Metaphor: ReFantazio’s done rather well for itself, hasn’t it? It’s one of the fastest-selling games in Atlus’ (who also made the vaunted Persona games) history. I’m about 37 hours in myself at the moment, and as I correctly predicted it’s gotten me, someone who hasn’t even touched a Persona game, all-in on an Atlus RPG.
I’m having a ball, as are a few members on our team and our reviewer, Lewis Parker, who scored Metaphor: ReFantazio a staggering 95—that’s just two points lower than Baldur’s Gate 3, that other RPG we won’t shut up about.
Speaking on his successes to IGN, director Katsura Hashino says the secret sauce—the chemical X to pulling off successful RPGs consistently—is the human touch: “I want something—even if it’s not complete, even if it’s really rough, even if it’s something really unfinished—to give me a glimpse of the humanity behind it.”
While talking about Persona, and the inspiration behind making those games’ casts have realistic and relatable thoughts, feelings, and fears, Hashino says that Metaphor’s characters are much the same: “They’re facing anxiety and all these other big things that affect everybody, no matter who they are, where they are, or how old they are.”
He then adds: “I feel like if you have these super highly polished games that look like they were designed by a bunch of people in a CEO boardroom, that doesn’t really excite me—it doesn’t really interest me.”
I think this is really interesting, considering the spot that the Final Fantasy series, ostensibly the other big competitor in Atlus’ space, is in at the moment—Square Enix keeps putting its whole budget behind into highly-polished JRPGs that fall short of lofty sales expectations, games that have all the graphics, that have all the realisms, that let you see the pores on Cloud Strife’s admittedly very pretty face, yet fail to pull in proportionate numbers as far as papa Square is concerned.
Yet Metaphor: ReFantazio, a game that isn’t stupendously concerned with graphical fidelity, has met with tremendous critical acclaim and some great financial success.
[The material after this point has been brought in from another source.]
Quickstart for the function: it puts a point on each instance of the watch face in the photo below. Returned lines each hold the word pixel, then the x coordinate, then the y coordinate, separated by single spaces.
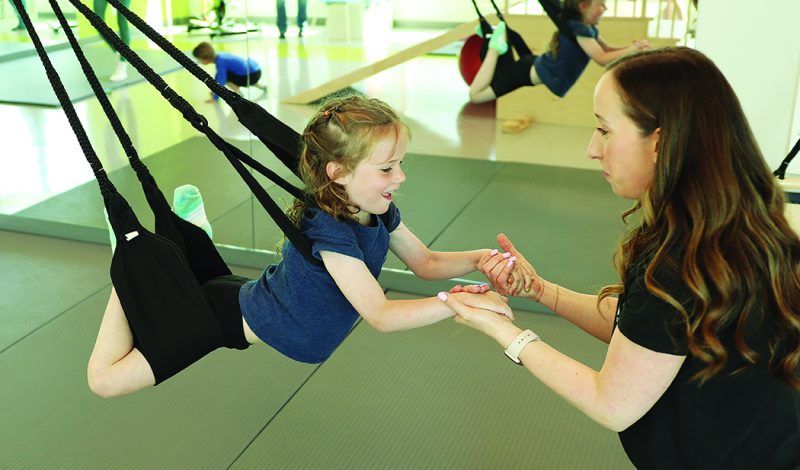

I mean, don’t get me wrong. It looks good, and that’s down to art direction that just doesn’t miss. Industry-redefining menus, gorgeous hand-drawn artwork, an incredible soundtrack, imaginative monster designs and a painterly, vivid visual style means that nothing’s offensive on the eye.
But I’ve also admired how functional a lot of it is. Go onto the deck of the gauntlet runner and you’ll see some very bare-bones flat textures and trees cobbled with a few scant assets. Play on anything other than the highest settings, and you’ll see blurry paintings abound. Most cutscenes are delivered via static in-game poses and portrait lip flaps. Calling these ‘cut corners’ is inaccurate, they’re just not where Atlus pumps money, and it works perfectly fine.
For Hashino, games that let the developers go hog wild in the ways that matter are what keeps him going: “It really fills me with the motivation to keep developing,” he says, “That these artists, these creatives, had something they really wanted to say is where I get all of my inspiration from, and the drive to continue to be creative myself.”